Correlation Between Loomis Sayles and Sterling Capital
Can any of the company-specific risk be diversified away by investing in both Loomis Sayles and Sterling Capital at the same time? Although using a correlation coefficient on its own may not help to predict future stock returns, this module helps to understand the diversifiable risk of combining Loomis Sayles and Sterling Capital into the same portfolio, which is an essential part of the fundamental portfolio management process.
By analyzing existing cross correlation between Loomis Sayles Inflation and Sterling Capital Equity, you can compare the effects of market volatilities on Loomis Sayles and Sterling Capital and check how they will diversify away market risk if combined in the same portfolio for a given time horizon. You can also utilize pair trading strategies of matching a long position in Loomis Sayles with a short position of Sterling Capital. Check out your portfolio center. Please also check ongoing floating volatility patterns of Loomis Sayles and Sterling Capital.
Diversification Opportunities for Loomis Sayles and Sterling Capital
0.06 | Correlation Coefficient |
Significant diversification
The 3 months correlation between Loomis and Sterling is 0.06. Overlapping area represents the amount of risk that can be diversified away by holding Loomis Sayles Inflation and Sterling Capital Equity in the same portfolio, assuming nothing else is changed. The correlation between historical prices or returns on Sterling Capital Equity and Loomis Sayles is a relative statistical measure of the degree to which these equity instruments tend to move together. The correlation coefficient measures the extent to which returns on Loomis Sayles Inflation are associated (or correlated) with Sterling Capital. Values of the correlation coefficient range from -1 to +1, where. The correlation of zero (0) is possible when the price movement of Sterling Capital Equity has no effect on the direction of Loomis Sayles i.e., Loomis Sayles and Sterling Capital go up and down completely randomly.
Pair Corralation between Loomis Sayles and Sterling Capital
Assuming the 90 days horizon Loomis Sayles Inflation is expected to generate 0.05 times more return on investment than Sterling Capital. However, Loomis Sayles Inflation is 18.42 times less risky than Sterling Capital. It trades about 0.04 of its potential returns per unit of risk. Sterling Capital Equity is currently generating about -0.23 per unit of risk. If you would invest 959.00 in Loomis Sayles Inflation on September 17, 2024 and sell it today you would earn a total of 2.00 from holding Loomis Sayles Inflation or generate 0.21% return on investment over 90 days.

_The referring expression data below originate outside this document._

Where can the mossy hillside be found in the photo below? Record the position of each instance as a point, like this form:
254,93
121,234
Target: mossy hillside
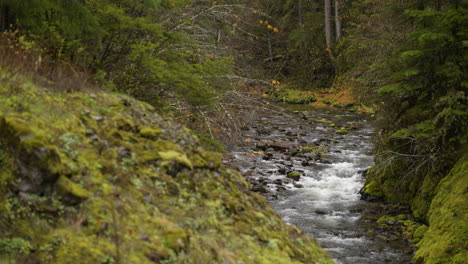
292,96
446,239
99,178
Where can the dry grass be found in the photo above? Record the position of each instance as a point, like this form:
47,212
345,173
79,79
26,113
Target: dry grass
23,58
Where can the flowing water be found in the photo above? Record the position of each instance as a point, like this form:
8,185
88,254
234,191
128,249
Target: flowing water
325,202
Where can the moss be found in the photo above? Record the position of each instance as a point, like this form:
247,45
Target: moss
342,131
176,156
420,231
447,236
294,175
373,188
71,190
309,148
387,220
151,133
117,194
292,96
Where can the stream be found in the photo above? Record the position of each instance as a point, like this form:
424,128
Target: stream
324,202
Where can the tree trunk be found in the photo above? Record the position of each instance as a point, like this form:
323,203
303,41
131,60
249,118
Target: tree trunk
337,20
328,29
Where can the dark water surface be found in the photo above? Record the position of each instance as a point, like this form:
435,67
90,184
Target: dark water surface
325,202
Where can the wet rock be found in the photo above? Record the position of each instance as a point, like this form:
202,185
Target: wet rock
278,182
294,175
259,189
363,173
281,188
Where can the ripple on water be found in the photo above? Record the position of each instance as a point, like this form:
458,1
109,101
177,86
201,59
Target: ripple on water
322,208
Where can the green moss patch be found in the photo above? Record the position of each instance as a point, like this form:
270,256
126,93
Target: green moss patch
93,179
447,236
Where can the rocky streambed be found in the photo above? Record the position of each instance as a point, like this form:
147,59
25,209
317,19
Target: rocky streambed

Time Period | 3 Months [change] |
Direction | Moves Together |
Strength | Insignificant |
Accuracy | 100.0% |
Values | Daily Returns |
Loomis Sayles Inflation vs. Sterling Capital Equity
Performance |
Timeline |
Loomis Sayles Inflation |
Sterling Capital Equity |
Loomis Sayles and Sterling Capital Volatility Contrast
Predicted Return Density |
Returns |
Pair Trading with Loomis Sayles and Sterling Capital
The main advantage of trading using opposite Loomis Sayles and Sterling Capital positions is that it hedges away some unsystematic risk. Because of two separate transactions, even if Loomis Sayles position performs unexpectedly, Sterling Capital can make up some of the losses. Pair trading also minimizes risk from directional movements in the market. For example, if an entire industry or sector drops because of unexpected headlines, the short position in Sterling Capital will offset losses from the drop in Sterling Capital's long position.Loomis Sayles vs. Loomis Sayles Inflation | Loomis Sayles vs. Loomis Sayles Bond | Loomis Sayles vs. Loomis Sayles Bond | Loomis Sayles vs. Loomis Sayles Bond |
Sterling Capital vs. Altegris Futures Evolution | Sterling Capital vs. Lord Abbett Inflation | Sterling Capital vs. Loomis Sayles Inflation | Sterling Capital vs. Aqr Managed Futures |
Check out your portfolio center.Note that this page's information should be used as a complementary analysis to find the right mix of equity instruments to add to your existing portfolios or create a brand new portfolio. You can also try the Piotroski F Score module to get Piotroski F Score based on the binary analysis strategy of nine different fundamentals.